Minimal model for the role of ARCH domain dynamics in a kinetically enhanced damage detection process and in the recruitment of downstream factors of the NER pathway. Damaged and undamaged DNA can bind to both open and closed states. The association rate constants obtained without specifying the conformational state during which any binding event occurs, however, is higher for damaged DNA resulting in a slightly higher affinity (Figure 6).
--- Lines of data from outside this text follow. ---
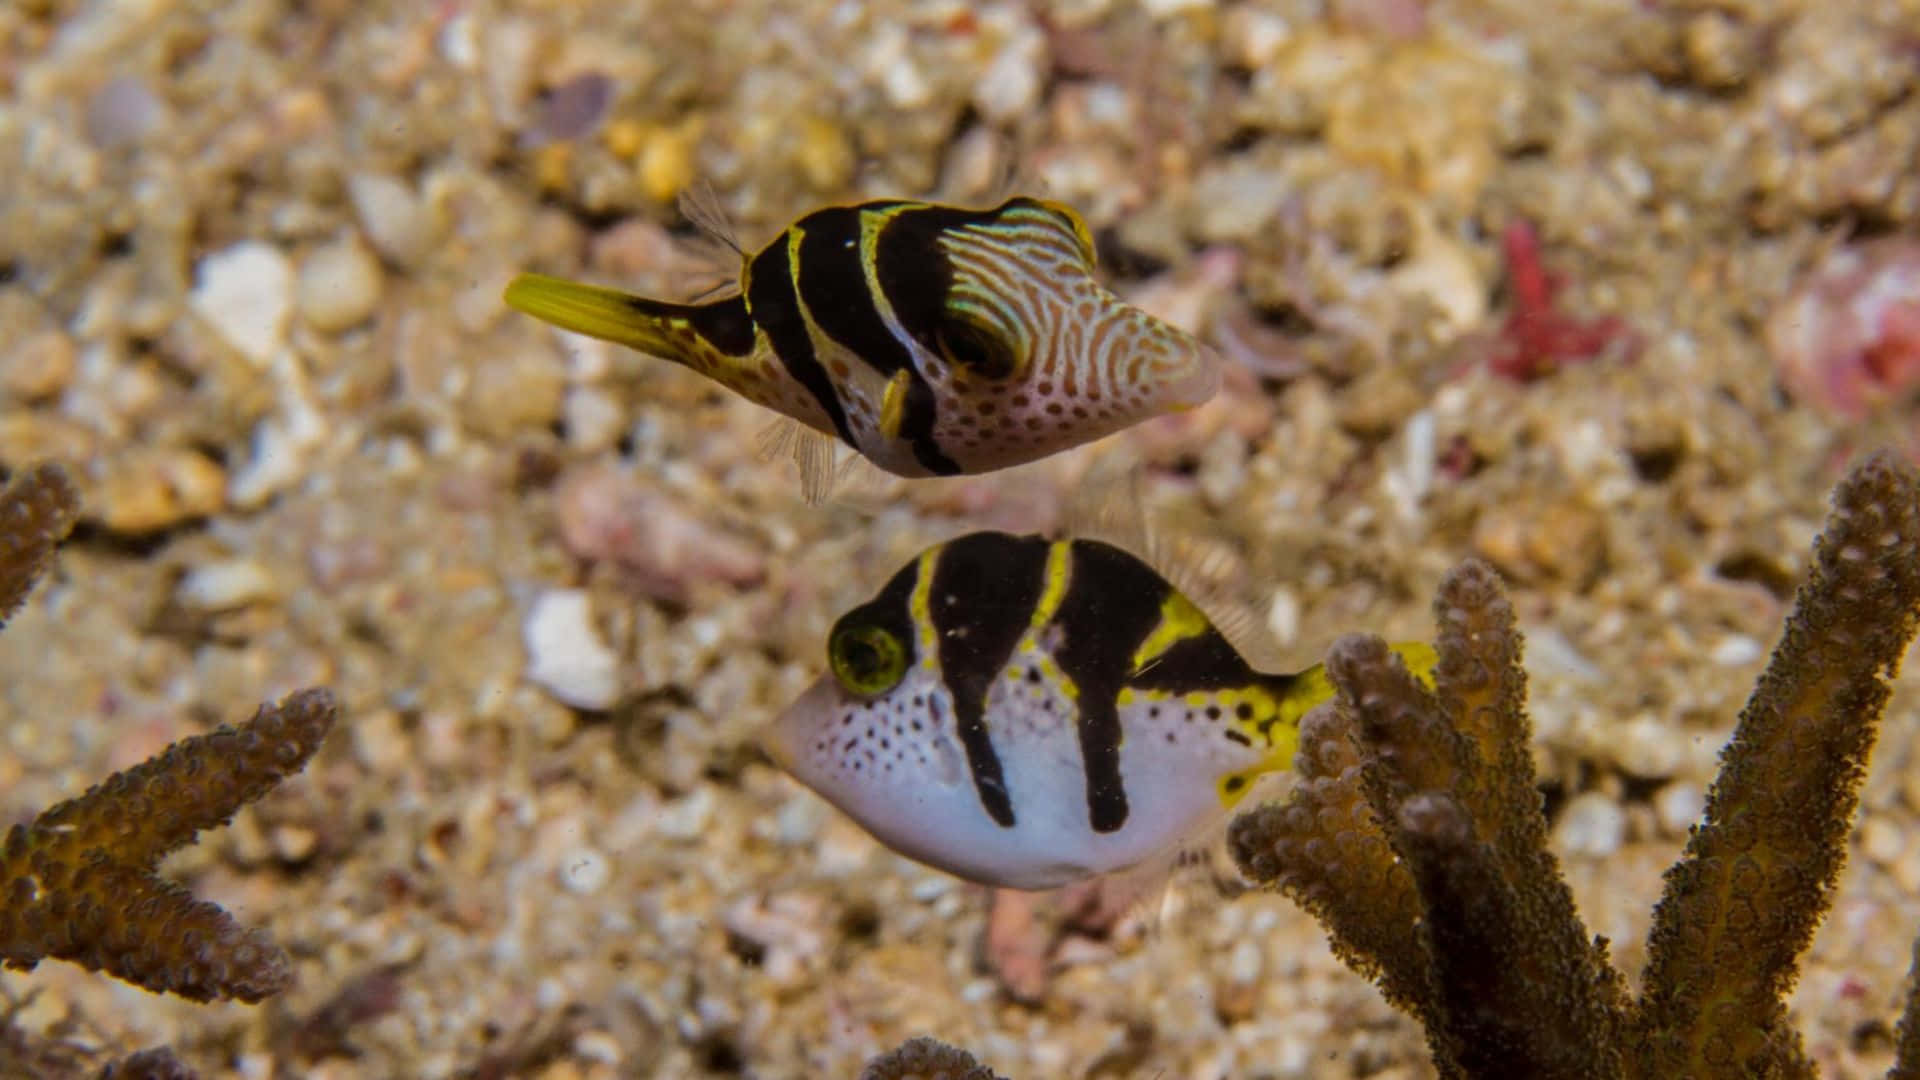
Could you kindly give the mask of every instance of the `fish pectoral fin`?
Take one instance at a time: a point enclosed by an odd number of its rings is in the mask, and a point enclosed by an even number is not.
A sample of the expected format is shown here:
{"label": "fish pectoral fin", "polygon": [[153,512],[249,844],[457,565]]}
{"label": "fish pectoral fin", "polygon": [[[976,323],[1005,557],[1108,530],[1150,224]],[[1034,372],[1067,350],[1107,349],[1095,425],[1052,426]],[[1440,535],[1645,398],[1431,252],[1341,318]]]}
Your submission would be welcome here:
{"label": "fish pectoral fin", "polygon": [[667,305],[632,293],[581,281],[521,274],[507,285],[508,307],[576,334],[611,341],[668,360],[680,349],[667,332]]}
{"label": "fish pectoral fin", "polygon": [[880,434],[888,439],[900,437],[900,425],[907,417],[907,391],[913,386],[913,373],[901,368],[887,380],[880,396]]}
{"label": "fish pectoral fin", "polygon": [[792,458],[800,470],[800,497],[818,506],[832,496],[844,470],[835,468],[839,443],[798,420],[782,418],[760,430],[758,456],[762,461]]}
The ARCH domain undergoes conformational transitions both in the DNA bound and free states of XPD. Time values shown above the arrows associated with opening and closing reactions are “weighted means” of the time constants of the exponentials used to fit the lifetime distributions of the conformational states (Table 1). We propose a kinetically enhanced damage detection process composed of two steps: the first level of discrimination takes place at the moment of binding undamaged or damaged substrate, whereas the second occurs at the lifetime scale of ARCH domain conformational states. DNA binding is not strictly coupled to ARCH domain motion, but DNA damage slightly shifts the conformational equilibrium toward closed state, providing a means for a “kinetic amplification” of XPD damage detection (or discriminative power). The mechanism of signaling the presence of damage relies mainly on the increased lifetime of the closed state of the ARCH domain. Thus, a slight shift in the conformational equilibrium provides a platform for assembly of the downstream factors in NER pathway.